Обидно, что не состоялась тогда «Бесприданница» — едва ли не лучшая (во всяком случае, самая передовая) из пьес Островского, в которой внятно улавливаются интонации ибсеновской драматургии. Обидно — тем более что Станиславский любил эту пьесу, ставил ее, играл в ней Паратова. Правда, разгадать ее не вполне привычную интонацию не так просто, и, похоже, он сам не сумел этого сделать.

«Поздняя любовь» — неплохая, но очень заурядная пьеса. Как, пожалуй, и «Трактирщица». Первая успеха на сцене не имела и прошла за сезон всего два раза, вторая была намного интереснее и прошла пять раз.

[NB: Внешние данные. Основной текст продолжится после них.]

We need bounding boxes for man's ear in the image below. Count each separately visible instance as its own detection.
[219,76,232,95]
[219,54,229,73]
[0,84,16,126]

«Гедда Габлер» возникла уже под занавес сезона. Поставил ее Немирович, питавший слабость к Ибсену. Он старательно объяснил пьесу актерам, но они — даже самые прекрасные — не поняли ее до конца, как ни старались. Тем не менее Станиславский (он играл Левборга), по единодушному мнению критиков, создал сильную и яркую роль — суперодаренного, неотразимого… слабака и неудачника. В целом же мощный подтекст драмы оказался неощутим в спектакле — подробно обытовленный сюжет обволок его, заслонил. В какой-то момент между постановщиком и Мейерхольдом разыгрался острый спор — первый из многих. Поводом послужила реплика Станиславского: «После этой пьесы все светские дамы будут носить платье и прическу, как у М. Ф.» (Мария Федоровна Андреева играла заглавную роль).